So I'm kinda new to partial derivatives and I'm supposed to find the tangent plane for $z=yf\left ( \frac{x}{y} \right )$ but I'm kinda thrown off by the $f\left ( \frac{x}{y} \right )$ part when it comes to finding the partial derivatives.
$\frac{\partial z }{\partial x} = 0\cdot f\left ( \frac{x}{y} \right )+ \left ( \frac{\partial f }{\partial x} \cdot \frac{1}{y} \right )\cdot y = \frac{\partial f }{\partial x}$
$\frac{\partial z }{\partial y} = 1\cdot f\left ( \frac{x}{y} \right )+ \left ( \frac{\partial f }{\partial y} \cdot \frac{-x}{y^2} \right )\cdot y = \frac{\partial f }{\partial y}\cdot \frac{-x}{y}+f\left ( \frac{x}{y} \right )$
is what I'm getting but I'm not sure whether it's right.

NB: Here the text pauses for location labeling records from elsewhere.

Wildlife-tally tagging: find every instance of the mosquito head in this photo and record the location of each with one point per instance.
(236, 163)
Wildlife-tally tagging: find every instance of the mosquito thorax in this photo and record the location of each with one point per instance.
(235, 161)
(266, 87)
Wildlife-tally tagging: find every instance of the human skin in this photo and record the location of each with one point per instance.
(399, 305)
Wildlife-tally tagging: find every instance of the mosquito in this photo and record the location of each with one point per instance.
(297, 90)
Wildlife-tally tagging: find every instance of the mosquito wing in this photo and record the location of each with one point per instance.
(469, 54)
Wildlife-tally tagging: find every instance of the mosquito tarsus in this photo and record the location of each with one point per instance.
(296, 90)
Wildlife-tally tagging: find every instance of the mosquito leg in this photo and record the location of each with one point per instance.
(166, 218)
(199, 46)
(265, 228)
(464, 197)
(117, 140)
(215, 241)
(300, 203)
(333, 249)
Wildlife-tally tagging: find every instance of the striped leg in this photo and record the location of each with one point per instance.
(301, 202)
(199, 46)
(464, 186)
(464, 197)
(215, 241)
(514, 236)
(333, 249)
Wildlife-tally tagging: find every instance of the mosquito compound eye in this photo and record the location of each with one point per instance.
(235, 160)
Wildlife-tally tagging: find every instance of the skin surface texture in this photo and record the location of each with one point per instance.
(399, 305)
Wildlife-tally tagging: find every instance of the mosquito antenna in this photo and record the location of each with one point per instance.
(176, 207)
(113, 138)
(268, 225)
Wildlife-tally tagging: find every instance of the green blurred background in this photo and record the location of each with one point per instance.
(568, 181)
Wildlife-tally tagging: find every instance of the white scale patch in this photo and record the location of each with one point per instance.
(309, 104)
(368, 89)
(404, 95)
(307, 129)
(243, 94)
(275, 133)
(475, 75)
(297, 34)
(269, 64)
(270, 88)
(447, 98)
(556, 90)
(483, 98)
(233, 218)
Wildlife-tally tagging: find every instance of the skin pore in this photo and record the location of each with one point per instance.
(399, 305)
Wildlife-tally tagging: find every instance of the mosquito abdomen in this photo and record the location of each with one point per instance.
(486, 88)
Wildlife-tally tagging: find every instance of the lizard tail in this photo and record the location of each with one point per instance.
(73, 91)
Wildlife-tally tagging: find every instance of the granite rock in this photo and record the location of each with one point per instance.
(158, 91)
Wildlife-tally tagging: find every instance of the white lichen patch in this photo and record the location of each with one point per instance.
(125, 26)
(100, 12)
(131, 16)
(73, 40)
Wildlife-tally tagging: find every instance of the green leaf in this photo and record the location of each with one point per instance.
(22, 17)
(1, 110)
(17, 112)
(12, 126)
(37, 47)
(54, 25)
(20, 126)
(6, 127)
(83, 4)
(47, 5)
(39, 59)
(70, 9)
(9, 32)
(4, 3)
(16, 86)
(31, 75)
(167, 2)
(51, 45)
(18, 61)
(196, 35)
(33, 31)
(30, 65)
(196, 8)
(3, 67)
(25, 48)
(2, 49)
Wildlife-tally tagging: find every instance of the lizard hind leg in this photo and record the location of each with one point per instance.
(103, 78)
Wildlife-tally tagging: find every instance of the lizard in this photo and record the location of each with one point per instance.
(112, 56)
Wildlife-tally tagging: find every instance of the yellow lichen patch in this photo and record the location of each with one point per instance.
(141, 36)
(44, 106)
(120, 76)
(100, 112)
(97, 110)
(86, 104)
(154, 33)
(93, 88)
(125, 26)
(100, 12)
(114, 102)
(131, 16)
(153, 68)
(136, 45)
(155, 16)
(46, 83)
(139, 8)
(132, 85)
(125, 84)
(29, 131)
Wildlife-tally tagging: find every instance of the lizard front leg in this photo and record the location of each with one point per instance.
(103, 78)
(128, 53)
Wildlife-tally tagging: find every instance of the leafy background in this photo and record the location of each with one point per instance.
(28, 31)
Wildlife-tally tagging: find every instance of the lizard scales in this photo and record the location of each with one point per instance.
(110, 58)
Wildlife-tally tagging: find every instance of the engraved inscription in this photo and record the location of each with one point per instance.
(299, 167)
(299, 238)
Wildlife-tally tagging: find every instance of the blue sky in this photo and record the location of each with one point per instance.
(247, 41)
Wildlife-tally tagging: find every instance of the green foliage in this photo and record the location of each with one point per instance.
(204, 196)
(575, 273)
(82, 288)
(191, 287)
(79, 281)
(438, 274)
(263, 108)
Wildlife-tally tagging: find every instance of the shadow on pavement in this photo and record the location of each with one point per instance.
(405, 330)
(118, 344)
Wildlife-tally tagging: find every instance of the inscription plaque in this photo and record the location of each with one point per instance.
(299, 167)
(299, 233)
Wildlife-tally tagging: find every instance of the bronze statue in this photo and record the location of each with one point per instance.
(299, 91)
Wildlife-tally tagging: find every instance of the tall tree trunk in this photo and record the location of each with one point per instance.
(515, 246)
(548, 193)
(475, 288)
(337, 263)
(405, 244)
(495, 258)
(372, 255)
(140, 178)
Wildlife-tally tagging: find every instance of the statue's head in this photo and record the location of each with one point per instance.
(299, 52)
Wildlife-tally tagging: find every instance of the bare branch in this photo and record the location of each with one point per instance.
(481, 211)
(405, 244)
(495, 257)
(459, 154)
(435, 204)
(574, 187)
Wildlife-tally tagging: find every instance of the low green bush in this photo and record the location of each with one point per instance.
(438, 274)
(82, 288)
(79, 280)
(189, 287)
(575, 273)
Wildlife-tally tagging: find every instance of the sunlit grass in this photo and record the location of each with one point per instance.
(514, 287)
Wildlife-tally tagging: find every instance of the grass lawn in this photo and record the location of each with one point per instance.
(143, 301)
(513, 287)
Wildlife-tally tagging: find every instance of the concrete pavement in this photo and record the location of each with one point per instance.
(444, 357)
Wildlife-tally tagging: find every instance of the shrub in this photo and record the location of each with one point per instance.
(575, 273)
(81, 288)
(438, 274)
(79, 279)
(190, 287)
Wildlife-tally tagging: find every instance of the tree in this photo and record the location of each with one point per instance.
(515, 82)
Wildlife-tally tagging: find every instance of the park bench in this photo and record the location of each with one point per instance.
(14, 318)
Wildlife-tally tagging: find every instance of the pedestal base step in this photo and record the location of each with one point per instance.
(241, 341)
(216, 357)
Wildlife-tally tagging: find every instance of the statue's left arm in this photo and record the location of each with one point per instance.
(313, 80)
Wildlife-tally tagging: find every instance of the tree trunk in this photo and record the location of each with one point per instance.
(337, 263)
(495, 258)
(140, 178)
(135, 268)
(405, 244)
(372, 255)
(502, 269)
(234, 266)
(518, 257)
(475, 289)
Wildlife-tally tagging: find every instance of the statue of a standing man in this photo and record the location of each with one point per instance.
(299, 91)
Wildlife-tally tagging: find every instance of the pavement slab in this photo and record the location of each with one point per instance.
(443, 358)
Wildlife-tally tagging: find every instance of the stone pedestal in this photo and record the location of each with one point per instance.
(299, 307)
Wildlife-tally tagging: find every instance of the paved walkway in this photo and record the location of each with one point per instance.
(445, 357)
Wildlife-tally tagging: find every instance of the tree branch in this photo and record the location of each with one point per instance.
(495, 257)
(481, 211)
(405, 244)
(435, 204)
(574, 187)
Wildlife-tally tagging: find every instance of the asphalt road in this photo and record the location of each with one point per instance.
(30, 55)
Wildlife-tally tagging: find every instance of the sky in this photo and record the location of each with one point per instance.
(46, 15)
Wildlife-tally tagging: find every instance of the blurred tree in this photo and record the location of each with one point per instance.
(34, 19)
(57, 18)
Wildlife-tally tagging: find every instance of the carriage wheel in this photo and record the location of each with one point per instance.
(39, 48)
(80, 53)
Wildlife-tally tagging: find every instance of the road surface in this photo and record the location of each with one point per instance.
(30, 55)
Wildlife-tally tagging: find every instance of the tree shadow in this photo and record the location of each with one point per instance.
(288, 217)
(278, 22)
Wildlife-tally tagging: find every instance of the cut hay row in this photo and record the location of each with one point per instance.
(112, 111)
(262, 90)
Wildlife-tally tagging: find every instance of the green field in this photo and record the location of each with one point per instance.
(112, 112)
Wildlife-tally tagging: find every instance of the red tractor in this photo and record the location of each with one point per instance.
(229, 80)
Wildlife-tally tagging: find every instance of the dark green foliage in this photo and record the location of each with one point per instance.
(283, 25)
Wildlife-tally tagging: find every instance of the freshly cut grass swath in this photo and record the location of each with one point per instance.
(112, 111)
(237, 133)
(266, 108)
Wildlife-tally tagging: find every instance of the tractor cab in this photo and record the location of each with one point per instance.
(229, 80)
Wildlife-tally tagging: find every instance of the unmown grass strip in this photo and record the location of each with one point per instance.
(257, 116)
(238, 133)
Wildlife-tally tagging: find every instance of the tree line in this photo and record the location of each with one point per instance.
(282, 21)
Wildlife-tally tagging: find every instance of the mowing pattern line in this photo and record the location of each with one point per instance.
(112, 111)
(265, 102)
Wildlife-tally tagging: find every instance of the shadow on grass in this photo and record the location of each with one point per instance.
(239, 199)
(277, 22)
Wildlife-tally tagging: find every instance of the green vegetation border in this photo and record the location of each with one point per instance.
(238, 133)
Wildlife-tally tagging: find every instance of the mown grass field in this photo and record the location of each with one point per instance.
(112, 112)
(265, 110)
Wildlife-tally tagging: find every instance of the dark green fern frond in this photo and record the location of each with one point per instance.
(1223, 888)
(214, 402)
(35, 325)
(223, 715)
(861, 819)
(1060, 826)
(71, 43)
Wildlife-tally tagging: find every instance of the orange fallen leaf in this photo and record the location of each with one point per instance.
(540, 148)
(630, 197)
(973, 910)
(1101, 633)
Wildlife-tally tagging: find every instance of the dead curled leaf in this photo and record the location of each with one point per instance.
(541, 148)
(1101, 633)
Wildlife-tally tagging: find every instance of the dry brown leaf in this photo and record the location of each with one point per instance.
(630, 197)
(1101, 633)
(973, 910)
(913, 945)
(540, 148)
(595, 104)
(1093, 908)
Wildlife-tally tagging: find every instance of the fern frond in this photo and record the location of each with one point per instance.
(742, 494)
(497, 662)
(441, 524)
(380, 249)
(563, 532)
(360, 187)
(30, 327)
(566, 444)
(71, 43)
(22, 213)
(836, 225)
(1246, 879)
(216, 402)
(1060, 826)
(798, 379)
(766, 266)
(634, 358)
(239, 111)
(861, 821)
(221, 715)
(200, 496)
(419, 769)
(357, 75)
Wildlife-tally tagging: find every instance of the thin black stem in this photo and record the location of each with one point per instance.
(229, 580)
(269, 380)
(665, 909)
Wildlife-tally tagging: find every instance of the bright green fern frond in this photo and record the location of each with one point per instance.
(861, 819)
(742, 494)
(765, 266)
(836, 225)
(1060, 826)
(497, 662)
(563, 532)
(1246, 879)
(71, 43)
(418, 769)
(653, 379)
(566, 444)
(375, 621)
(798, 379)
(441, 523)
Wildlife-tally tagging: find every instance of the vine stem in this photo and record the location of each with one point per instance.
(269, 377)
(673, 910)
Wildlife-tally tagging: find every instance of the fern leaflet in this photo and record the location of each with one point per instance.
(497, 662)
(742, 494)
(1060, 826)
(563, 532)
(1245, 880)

One nitpick. The function $f$ is a function of a single variable, so $\partial f/\partial x$ and $\partial f/\partial y$ do not make sense here -- only $f'$. So if $z = yf(x/y)$, we have $$\frac{\partial z}{\partial x}(x,y) = f'\left(\frac{x}{y}\right) \quad \mbox{and} \quad \frac{\partial z}{\partial y}(x,y) = f\left(\frac{x}{y}\right) - \frac{x}{y}f'\left(\frac{x}{y}\right).$$